The big tech companies (Google, Microsoft, Apple, etc.) put forth large efforts to get this sort of thing right. Even after that, you generally only get 90% word accuracy. That’s on very clean, well recorded speech. With input sources containing conversational speech of questionable quality—say, YouTube videos—the word error rate get pretty bad (more than half is wrong sometimes!).
Can audio search work well?
This got us wondering, ‘can we improve the audio search situation?’. We landed on something we think is pretty good— search based on how a phrase sounds, not on the precise spelling in text. We were sure this would provide better results but we weren’t sure just how much better it would be.
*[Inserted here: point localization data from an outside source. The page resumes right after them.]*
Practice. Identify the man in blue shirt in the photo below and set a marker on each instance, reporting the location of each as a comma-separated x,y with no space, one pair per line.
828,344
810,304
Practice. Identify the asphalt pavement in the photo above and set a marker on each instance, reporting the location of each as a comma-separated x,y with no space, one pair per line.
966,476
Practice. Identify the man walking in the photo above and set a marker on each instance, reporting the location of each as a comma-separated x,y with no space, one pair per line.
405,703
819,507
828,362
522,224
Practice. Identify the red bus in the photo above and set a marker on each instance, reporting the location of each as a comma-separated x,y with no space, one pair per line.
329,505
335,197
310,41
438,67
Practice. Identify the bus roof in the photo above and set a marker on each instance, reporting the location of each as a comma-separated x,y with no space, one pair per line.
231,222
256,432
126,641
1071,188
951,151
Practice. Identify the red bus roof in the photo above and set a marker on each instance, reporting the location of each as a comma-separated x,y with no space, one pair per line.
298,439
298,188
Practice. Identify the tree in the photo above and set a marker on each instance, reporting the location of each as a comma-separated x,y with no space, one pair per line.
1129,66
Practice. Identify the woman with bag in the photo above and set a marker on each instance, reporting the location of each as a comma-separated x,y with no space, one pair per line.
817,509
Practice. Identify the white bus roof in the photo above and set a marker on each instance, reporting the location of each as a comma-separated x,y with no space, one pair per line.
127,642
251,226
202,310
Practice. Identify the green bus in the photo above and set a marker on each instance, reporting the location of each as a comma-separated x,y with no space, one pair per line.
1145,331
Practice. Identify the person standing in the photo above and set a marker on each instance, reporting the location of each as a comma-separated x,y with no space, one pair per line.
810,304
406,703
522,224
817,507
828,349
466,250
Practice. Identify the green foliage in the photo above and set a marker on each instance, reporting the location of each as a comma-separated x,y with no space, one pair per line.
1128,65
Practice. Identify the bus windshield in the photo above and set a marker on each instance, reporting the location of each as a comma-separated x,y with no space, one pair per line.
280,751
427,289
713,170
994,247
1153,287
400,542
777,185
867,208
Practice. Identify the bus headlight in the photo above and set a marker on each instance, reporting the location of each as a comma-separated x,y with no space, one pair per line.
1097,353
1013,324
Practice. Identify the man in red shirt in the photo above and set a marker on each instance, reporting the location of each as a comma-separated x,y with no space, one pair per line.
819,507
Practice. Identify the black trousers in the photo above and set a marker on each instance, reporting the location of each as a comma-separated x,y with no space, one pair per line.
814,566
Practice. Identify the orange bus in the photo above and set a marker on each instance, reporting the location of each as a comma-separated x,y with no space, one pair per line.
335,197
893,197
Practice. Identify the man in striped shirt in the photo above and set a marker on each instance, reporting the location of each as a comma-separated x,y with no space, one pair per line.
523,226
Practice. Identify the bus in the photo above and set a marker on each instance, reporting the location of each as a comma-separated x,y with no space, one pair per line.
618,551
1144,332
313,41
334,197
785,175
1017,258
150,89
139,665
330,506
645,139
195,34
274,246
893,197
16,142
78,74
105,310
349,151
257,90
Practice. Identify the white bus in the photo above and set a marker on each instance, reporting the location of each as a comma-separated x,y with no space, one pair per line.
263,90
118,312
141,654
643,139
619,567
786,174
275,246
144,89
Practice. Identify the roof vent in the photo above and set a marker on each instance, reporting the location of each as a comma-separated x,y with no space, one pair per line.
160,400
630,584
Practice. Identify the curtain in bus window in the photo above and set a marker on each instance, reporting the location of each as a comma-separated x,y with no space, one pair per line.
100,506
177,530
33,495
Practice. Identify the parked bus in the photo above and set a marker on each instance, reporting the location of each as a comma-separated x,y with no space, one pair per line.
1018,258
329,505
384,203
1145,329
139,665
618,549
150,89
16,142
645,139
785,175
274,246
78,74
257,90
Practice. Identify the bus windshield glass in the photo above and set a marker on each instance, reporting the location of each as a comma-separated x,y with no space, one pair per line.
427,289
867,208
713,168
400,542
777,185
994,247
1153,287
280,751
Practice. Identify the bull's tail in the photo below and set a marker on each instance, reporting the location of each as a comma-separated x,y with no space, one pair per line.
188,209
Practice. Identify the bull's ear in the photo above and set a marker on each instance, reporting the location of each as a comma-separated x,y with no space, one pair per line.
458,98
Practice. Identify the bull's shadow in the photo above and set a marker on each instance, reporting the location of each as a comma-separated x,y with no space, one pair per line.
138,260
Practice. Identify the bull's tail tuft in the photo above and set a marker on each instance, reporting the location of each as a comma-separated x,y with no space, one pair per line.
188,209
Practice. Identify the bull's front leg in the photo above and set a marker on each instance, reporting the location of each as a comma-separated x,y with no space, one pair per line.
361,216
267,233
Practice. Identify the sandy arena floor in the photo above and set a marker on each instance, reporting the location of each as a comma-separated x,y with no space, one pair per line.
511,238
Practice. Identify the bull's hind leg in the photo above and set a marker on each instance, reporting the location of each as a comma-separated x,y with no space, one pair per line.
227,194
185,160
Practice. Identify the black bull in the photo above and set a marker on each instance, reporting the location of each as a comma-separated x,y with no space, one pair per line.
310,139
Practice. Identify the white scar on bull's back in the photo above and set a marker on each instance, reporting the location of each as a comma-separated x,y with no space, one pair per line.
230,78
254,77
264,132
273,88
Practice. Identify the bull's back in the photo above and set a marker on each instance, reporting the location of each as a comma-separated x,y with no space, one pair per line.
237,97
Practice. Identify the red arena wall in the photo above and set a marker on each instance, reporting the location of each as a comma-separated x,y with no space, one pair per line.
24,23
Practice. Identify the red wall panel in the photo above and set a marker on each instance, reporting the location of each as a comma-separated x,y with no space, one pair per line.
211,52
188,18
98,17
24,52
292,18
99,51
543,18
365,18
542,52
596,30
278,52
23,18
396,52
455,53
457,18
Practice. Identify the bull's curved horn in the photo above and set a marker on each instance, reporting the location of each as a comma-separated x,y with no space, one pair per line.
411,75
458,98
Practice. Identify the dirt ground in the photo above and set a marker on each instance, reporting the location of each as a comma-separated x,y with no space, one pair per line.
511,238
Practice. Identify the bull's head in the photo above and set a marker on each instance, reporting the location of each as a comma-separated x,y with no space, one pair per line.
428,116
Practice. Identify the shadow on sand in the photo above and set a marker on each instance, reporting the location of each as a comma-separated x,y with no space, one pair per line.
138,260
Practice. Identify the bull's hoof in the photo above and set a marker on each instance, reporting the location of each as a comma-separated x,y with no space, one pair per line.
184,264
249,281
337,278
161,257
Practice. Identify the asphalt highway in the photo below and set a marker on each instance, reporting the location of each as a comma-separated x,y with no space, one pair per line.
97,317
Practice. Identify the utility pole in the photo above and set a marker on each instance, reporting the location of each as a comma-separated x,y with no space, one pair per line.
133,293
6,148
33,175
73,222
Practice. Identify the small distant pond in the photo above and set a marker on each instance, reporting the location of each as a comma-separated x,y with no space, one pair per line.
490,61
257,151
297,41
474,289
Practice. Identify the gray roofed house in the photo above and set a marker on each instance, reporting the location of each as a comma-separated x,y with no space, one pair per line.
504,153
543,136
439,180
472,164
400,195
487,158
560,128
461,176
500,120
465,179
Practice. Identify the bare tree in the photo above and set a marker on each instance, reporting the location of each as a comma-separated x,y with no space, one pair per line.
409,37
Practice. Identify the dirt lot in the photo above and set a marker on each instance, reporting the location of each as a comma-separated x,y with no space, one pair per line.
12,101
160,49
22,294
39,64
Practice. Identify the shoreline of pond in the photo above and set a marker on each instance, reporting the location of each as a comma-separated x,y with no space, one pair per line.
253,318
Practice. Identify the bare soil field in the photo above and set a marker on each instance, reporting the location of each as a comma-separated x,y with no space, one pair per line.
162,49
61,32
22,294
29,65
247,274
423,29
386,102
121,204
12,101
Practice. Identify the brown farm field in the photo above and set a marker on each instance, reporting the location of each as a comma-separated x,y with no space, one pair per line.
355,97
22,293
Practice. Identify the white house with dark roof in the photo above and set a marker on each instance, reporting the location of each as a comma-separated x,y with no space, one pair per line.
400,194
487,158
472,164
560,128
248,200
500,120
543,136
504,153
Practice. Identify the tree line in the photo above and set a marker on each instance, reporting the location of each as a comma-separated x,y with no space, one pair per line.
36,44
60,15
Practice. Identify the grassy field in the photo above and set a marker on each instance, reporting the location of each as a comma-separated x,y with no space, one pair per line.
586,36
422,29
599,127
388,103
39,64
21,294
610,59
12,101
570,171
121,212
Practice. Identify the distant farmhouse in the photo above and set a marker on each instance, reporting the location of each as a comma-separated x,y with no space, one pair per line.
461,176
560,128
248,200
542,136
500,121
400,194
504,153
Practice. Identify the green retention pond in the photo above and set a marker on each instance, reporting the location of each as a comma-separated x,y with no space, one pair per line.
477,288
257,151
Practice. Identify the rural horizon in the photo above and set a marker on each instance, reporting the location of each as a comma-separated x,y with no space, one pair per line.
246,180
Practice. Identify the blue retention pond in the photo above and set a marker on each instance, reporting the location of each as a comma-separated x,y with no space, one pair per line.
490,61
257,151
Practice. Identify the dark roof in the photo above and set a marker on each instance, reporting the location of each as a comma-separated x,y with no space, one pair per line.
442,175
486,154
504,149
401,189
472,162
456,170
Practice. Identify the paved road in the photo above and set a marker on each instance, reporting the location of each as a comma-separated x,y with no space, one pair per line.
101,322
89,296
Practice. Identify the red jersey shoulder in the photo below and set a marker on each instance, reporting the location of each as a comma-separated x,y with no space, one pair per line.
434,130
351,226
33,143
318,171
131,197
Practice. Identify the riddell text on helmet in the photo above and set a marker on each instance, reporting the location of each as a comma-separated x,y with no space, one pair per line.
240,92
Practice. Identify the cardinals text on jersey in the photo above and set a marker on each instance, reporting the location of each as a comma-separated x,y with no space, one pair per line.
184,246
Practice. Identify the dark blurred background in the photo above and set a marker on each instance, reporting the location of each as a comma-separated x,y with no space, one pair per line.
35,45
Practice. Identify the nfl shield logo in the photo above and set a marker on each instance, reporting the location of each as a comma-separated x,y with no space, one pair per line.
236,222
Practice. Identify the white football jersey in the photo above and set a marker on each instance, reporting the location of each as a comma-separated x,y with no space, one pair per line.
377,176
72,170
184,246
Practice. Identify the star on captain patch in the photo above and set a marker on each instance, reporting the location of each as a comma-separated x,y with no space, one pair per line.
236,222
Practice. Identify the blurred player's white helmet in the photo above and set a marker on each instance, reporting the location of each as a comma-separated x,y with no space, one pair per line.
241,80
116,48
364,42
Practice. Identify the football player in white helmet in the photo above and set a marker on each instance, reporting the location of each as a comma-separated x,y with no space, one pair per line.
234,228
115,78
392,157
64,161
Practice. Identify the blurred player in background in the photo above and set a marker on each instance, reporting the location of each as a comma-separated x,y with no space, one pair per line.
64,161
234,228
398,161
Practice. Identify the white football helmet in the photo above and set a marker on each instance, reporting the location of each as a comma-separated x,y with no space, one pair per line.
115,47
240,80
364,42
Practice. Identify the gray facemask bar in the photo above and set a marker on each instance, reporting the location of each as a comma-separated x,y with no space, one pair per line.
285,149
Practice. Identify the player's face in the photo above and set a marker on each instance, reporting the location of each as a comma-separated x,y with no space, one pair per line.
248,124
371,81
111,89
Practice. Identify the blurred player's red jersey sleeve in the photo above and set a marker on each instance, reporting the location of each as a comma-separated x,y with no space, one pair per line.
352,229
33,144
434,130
We dug into research to see if this technique had been tried in a production form. We turned up quite a few papers—most were not totally relevant—but a Google academic paper on searching through political speeches from 2008 was striking. ‘What was their method?’, you might wonder. They used just regular old text transcription with no additional incorporation of the way the audio actually sounded. Bummer, right?
Use the way words sound.
What we were stumbling across was what speech researchers call keyword search. There is an existing method for doing this called acoustic keyword spotting, but that requires reprocessing the data every time for each and every search — that’s totally impractical. So, yeah, applying this idea is a fairly difficult problem. We didn’t really know just how hard at the time, but we know now (eight months of coding our first search engine and starting a company along the way helps beat that into you).
Our API allows you to upload audio and have the server process that audio into a giant searchable lattice. With a lattice like this, you can fuzzily go through the entire audio file for your search phrase in a fraction of a second. There is a huge improvement using this method when compared to the text-based approach — search recall goes from a tepid 45% to a grin-inducing 90%+. Now we have our secret sauce.
A year and a half after writing this post, NVIDIA's Jensen Huang demonstrated the power of our search on stage at GTC China.